German labour costs put pressure on industry competitiveness - BAVC
14 March 2013 16:54 [Source: ICIS news]
LONDON (ICIS)--?xml:namespace>Germany’s high labour costs are putting pressure on the competitiveness of the country’s chemical industry, a trade group said on Thursday.
“The German labour cost disadvantage versus established major chemical producing countries such as France, Italy or the US remains large,” German chemical employers group BAVC said, citing a comparative study of chemical industry labour costs from 2008 to 2011.
Over the study period, Germany’s chemical industry did not manage to improve its labour cost position against major chemical producing countries in Europe and elsewhere, BAVC said.
Chemical industry labour costs in western Germany were €48.95/hour ($63.57/hour) in 2011, the second highest in Europe after Belgium. In eastern Germany’s chemical industry, wage costs were €34.31/hour in 2011.
By comparison, chemical producers in neighbouring eastern European countries such as Poland, the Czech Republic, Slovakia or Hungary had wage costs ranging from €9 to €12/hour in 2011.
Over the 2008-2011 period, Germany’s hourly chemical industry wage costs rose 9.0% in the west of the country and 15.9% in the east, BAVC said.
Within the eurozone, only Belgium, Italy, Slovakia and Slovenia recorded higher increases in hourly wage costs over the 2008-2011 period, BAVC said.
Meanwhile, major eurozone chemical producing countries such as France and the Netherlands saw only moderate increases in labour costs.
Outside the eurozone, the UK’s hourly chemical labour costs fell 2.2%, when measured in terms of euros. However, in terms of pounds sterling, UK chemical wage costs were up 6.6% over the 2008-2011 period.
Outside Europe, Japan’s hourly chemical labour costs rose 46.5% on a euro-basis, mainly because of currency effects, and were up 6.6% on a yen-basis.
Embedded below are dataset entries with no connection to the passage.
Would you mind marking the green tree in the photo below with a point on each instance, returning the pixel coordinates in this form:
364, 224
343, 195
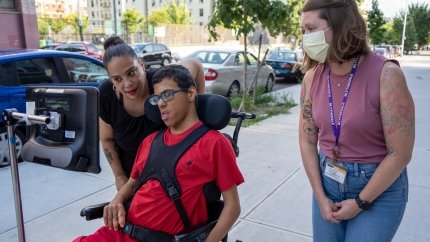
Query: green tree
57, 25
294, 7
420, 13
132, 20
158, 17
411, 34
242, 16
43, 26
375, 23
390, 36
177, 13
72, 20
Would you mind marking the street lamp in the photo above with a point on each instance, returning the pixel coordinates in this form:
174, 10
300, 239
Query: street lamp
404, 29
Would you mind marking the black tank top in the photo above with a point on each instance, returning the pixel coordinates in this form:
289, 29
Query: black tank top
129, 131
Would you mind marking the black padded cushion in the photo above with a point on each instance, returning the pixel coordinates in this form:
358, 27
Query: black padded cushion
213, 110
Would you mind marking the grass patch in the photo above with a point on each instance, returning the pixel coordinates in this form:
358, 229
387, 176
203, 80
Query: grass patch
265, 106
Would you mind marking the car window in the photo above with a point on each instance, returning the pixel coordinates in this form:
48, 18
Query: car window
162, 47
157, 47
8, 75
36, 71
216, 57
252, 60
81, 70
137, 48
93, 48
148, 48
239, 60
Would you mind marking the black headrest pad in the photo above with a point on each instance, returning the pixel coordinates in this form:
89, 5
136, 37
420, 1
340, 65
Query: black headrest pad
213, 110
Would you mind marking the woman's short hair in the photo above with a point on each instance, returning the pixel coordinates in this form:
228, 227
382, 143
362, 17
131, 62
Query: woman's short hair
348, 27
116, 47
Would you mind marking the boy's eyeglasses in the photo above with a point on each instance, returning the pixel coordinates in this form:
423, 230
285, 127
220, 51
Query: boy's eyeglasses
166, 96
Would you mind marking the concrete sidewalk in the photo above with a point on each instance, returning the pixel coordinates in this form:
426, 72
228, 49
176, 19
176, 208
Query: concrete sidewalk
276, 197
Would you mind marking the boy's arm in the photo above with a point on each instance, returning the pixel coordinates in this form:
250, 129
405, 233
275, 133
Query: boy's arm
229, 215
114, 214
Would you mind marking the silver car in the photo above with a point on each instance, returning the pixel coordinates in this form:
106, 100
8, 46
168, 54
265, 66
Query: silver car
224, 71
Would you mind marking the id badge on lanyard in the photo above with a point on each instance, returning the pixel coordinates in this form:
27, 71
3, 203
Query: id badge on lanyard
335, 171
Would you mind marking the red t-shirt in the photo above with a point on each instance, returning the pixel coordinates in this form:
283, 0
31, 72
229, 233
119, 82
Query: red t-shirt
210, 158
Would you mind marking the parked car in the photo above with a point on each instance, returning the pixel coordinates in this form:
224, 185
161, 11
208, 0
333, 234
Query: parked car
286, 64
50, 46
85, 48
382, 51
224, 71
22, 68
153, 53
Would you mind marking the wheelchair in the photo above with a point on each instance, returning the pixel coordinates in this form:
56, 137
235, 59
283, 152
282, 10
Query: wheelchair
214, 111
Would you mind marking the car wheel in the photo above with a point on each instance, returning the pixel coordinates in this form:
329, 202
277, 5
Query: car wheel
4, 146
234, 89
269, 83
165, 61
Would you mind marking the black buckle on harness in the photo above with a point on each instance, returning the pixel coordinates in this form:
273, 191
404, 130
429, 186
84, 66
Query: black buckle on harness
173, 192
128, 229
145, 235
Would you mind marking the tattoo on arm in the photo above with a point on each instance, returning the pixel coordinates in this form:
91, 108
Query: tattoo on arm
109, 156
309, 126
397, 109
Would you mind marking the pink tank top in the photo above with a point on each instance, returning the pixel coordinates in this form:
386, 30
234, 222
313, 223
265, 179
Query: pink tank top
361, 136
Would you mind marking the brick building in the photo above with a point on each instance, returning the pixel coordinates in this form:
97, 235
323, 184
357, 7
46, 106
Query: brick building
18, 24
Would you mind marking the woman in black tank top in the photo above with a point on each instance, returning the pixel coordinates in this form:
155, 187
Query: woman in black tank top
123, 124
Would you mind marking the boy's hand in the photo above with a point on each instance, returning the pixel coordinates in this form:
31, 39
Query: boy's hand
114, 215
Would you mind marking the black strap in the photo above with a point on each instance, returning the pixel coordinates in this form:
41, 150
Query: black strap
143, 234
161, 165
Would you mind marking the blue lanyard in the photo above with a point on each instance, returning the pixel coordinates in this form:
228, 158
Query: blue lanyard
336, 128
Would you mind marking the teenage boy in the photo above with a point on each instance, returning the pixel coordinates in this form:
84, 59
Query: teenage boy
210, 158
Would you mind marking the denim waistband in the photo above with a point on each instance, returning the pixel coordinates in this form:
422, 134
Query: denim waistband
352, 167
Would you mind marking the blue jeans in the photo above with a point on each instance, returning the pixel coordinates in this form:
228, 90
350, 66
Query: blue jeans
378, 224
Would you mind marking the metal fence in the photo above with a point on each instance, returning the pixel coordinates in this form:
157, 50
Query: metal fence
171, 35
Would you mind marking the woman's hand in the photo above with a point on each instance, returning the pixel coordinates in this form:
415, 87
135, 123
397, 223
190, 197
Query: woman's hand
347, 209
327, 210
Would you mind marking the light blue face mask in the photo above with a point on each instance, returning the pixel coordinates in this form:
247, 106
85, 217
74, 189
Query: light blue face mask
315, 45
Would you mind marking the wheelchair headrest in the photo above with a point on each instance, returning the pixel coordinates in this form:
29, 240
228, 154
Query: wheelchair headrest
213, 110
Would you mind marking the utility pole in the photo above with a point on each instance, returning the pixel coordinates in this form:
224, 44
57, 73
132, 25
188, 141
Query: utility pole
79, 22
404, 29
114, 18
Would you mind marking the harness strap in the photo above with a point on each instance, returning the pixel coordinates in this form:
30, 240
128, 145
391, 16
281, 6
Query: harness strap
161, 165
143, 234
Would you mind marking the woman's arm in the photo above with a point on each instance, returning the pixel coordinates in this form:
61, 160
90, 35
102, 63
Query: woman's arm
229, 215
197, 72
308, 139
398, 120
111, 153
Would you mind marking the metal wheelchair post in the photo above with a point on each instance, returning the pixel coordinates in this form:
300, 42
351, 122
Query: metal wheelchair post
11, 116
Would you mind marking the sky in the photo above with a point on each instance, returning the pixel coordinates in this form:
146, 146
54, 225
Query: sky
391, 7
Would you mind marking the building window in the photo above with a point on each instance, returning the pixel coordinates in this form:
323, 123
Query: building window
7, 4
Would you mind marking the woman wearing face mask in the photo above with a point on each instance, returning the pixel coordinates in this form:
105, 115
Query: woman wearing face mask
123, 124
356, 128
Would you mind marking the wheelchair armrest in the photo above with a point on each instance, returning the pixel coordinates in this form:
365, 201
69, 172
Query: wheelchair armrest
198, 234
94, 211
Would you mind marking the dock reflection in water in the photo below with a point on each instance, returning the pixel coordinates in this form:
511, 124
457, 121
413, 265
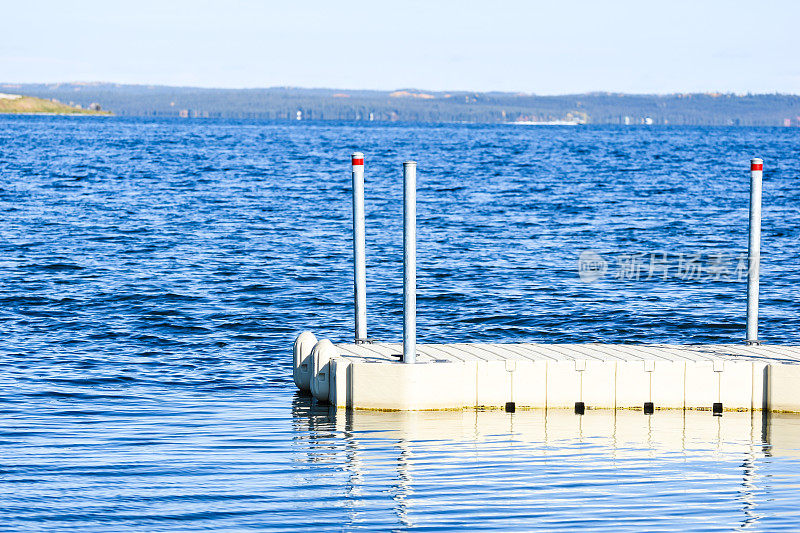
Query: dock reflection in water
675, 470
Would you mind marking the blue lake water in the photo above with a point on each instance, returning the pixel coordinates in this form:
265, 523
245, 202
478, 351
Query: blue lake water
154, 274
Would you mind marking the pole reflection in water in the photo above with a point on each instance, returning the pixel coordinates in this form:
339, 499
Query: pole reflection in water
672, 470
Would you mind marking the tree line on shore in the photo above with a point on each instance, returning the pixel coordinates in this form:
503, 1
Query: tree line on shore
409, 105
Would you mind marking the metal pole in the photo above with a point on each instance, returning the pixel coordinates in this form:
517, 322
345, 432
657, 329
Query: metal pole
359, 253
409, 262
754, 251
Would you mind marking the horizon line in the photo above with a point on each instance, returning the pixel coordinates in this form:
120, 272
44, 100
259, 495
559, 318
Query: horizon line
417, 90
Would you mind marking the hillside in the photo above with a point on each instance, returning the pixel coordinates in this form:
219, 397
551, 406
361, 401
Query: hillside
19, 104
412, 105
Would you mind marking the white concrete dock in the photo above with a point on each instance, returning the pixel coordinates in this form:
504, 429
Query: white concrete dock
412, 376
550, 376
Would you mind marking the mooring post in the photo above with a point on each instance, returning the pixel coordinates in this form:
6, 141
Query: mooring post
409, 262
754, 250
359, 252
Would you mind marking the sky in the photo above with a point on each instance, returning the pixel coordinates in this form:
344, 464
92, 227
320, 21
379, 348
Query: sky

Chemical labour costs in the US rose 6.2% on a euro basis, but were up only 0.5% in US dollar terms over the 2008-2011 period, BAVC said.
Labour costs are a decisive competitive factor for chemical producers, given that chemical products are traded around the world and firms can shift investments from country to country, the group said.
Germany’s high chemical labour costs will only be sustainable as long as the industry can operate at a high level of productivity, the group added.
BAVC did not comment on labour cost trends in China or India.